Kaitlyn e o peso da verdade em casa
O episódio encerra com Kaitlyn batendo à porta de Neal, marido de Joe. Sem rodeios, ela apresenta três cenários: resgate rápido, negociação eterna ou morte certa. A frieza da conversa ilustra a política de danos colaterais que rege organismos secretos. Para Neal, resta o dilema mais humano de todos: como preparar as filhas para a possível ausência definitiva da mãe?
Ao colocar honra, família e segurança nacional na mesma balança, Lioness entrega um dos capítulos mais tensos da série. E, segundo apuração do portal NoNetflix, a repercussão entre fãs mostra divisão: uns veem lógica militar na ordem de abate; outros a encaram como traição irreparável à protagonista.

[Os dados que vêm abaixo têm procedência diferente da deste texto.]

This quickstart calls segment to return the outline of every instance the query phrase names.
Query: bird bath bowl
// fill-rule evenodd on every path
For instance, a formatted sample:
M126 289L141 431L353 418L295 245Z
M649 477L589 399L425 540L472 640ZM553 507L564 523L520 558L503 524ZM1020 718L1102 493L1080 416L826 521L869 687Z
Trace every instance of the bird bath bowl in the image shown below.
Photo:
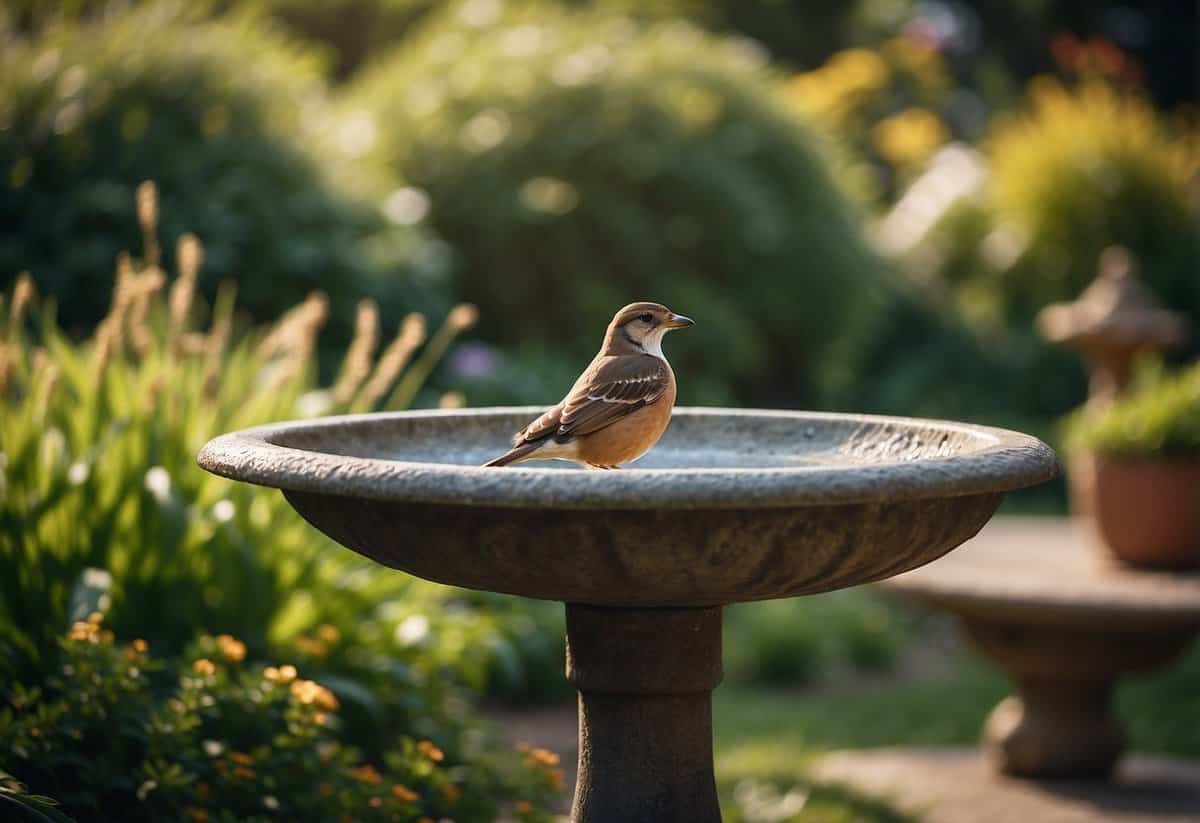
M916 568L1057 471L1047 446L1001 429L724 409L676 410L635 468L479 466L540 411L281 423L218 437L199 461L281 489L386 566L565 602L579 823L720 820L722 605Z

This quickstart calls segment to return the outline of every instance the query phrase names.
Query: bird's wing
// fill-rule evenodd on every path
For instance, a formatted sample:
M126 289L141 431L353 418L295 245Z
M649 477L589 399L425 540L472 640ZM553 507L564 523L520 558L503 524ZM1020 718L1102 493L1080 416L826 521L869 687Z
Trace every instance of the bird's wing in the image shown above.
M559 439L599 431L649 406L671 384L670 367L646 354L601 358L584 377L562 403Z
M657 357L646 354L598 357L566 398L526 426L513 444L550 436L565 442L597 432L658 400L670 383L670 367Z

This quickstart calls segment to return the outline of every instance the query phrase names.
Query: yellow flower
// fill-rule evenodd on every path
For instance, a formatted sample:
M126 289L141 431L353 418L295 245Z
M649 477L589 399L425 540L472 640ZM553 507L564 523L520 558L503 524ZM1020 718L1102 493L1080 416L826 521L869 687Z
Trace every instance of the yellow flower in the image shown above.
M325 623L317 629L317 637L324 640L326 643L336 643L341 639L342 633L338 631L338 627L330 623Z
M251 757L250 755L246 754L245 752L232 752L229 755L229 759L232 760L234 763L237 763L240 766L253 766L254 765L254 758Z
M905 166L925 160L946 142L946 127L928 109L912 108L893 114L874 129L875 147L888 162Z
M869 49L846 49L833 56L823 71L832 74L839 85L852 91L875 91L888 81L889 69L875 52Z
M208 811L206 809L198 809L195 806L187 807L187 814L196 823L205 823L208 820Z
M233 775L234 777L240 777L243 780L253 780L254 769L250 768L249 766L238 766L233 770Z
M533 811L533 804L528 800L517 801L517 814L529 814L531 811Z
M145 654L146 651L149 650L149 648L150 648L150 644L147 643L145 640L143 640L140 637L137 640L133 641L133 650L135 652L137 652L138 654Z
M453 806L462 797L462 789L453 783L447 783L442 786L442 796L446 798L446 802Z
M433 745L430 740L422 740L417 744L417 751L428 757L434 763L441 763L446 759L446 754L437 746Z
M213 665L211 660L202 657L192 664L192 670L195 671L196 674L209 675L215 672L217 667Z
M414 800L421 799L419 794L401 783L397 783L396 785L392 786L392 794L394 794L396 799L401 803L412 803Z

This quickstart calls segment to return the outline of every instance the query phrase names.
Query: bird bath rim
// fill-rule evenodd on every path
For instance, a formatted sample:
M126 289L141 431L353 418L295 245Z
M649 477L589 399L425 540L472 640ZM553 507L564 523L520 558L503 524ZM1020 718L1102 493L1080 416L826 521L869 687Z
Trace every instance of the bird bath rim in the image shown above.
M1057 459L1048 446L1006 429L909 417L764 409L677 408L663 440L651 450L651 459L656 450L660 457L669 455L678 451L676 441L706 430L726 438L739 435L742 453L748 457L755 452L746 447L759 448L760 432L769 432L777 440L764 442L759 448L762 455L778 445L781 436L780 448L787 448L789 442L825 443L833 451L813 452L817 460L796 465L655 468L635 464L611 472L484 468L344 451L369 451L379 436L392 432L396 440L393 430L409 426L416 432L409 434L409 442L420 442L415 439L421 436L417 430L425 427L443 437L443 455L480 457L488 449L503 450L508 434L541 411L540 406L494 407L275 423L217 437L197 459L215 474L285 491L514 509L746 509L895 502L1001 493L1058 473ZM794 426L794 431L788 426ZM460 434L470 445L454 449ZM403 434L398 439L403 442ZM821 462L821 455L836 461Z

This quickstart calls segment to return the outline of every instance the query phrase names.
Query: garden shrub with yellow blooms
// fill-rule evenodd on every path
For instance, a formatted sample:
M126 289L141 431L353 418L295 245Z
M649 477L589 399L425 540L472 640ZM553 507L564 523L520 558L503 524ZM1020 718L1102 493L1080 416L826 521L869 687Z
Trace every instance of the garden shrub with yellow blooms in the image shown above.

Se “Murder Hornets” não sacrifica fisicamente Joe, sacrifica a antiga certeza de que a CIA sempre resgataria seus melhores operativos. A partir daqui, cada novo episódio carregará a pergunta que ecoa nas redes sociais: até onde a agência irá para evitar que suas verdades venham à tona — e qual será o preço final para Joe e para o próprio governo?